The most obvious change in land cover is the major expansion of agricultural land across most regions of Benin. Agricultural areas (including plantations and irrigated agriculture) progressed from 9.2 to 27.1 percent of the total country area, or an increase of over 5 percent (about 600 sq km) per year between 1975 and 2013.
In northern Benin, much of the Pendjari Plain (PEN) and the Northern Pénéplaine bénino-togolaise Plain (PBN) has been spared from these landscape transformations owing to the complex of protected areas in that ecoregion. Rainfed agriculture expansion tends to follow the main transportation arteries. One major axis of development has been the north-south highway from Parakou to Kandi to Malanville. The highest levels of agricultural progression occurred farther south in the Pénéplaine Bénino-togolaise Sud (PBS), along the Dassa-Savé axis. Furthermore, Benin’s agriculture is characterized by cropland associated with oil palm trees. Although they already covered most of the Terre de Barre (TB) plateau by 1975, oil palms farmland increased by about 28 percent over the 38-year period. Associated with agricultural expansion is the considerable fragmentation of Benin’s diverse remaining savannas that range from open tree savannas in the north to wooded savannas in the south. Even though savanna area decreased by 23 percent since 1975, it remains the dominant land cover type in Benin and still covers more than half of the country.

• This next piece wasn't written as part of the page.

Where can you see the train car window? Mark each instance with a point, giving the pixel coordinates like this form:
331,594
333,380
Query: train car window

A century or more ago, much of southern Benin was still covered in dense, biologically diverse forest. Since then, Benin has lost nearly all of its forest cover. In 1975, very little remained of Benin’s original dense forest (about 700 sq km). By 2013, Benin lost 58 percent of its remaining dense forest, which now only represents 0.2 percent of the country. Similarly, degraded forest nearly vanished and woodland regressed by 70 percent. Another important forest class found in Benin is the gallery forest, which is the most biologically rich habitat in the savanna zones of the central and northern plains. While gallery forests are limited to a narrow strip of dense canopy trees along the river systems, their total area greatly exceeds that of the few remaining dense forests. In 1975, the gallery forests covered about 6,200 sq km, but they decreased to 4,500 sq km in 2013, a decline of 27 percent.
In a country where most people obtain their subsidence from land resources, population growth is a driving factor of land cover change. Indeed, Benin’s population tripled between 1975 and 2013, increasing from 3,263,000 to 10,600,000. As a result, the surface area of villages, towns and cities has expanded by 241 percent. Urban and agricultural landscapes extended to the detriment of Benin’s natural ecosystems, such as savannas, forests, and woodland, which have drastically decreased over the years. Agriculture, the first form of economic activity occupying a majority of the active population,constitutes an essential factor in land degradation and can have major impacts on environmental sustainability.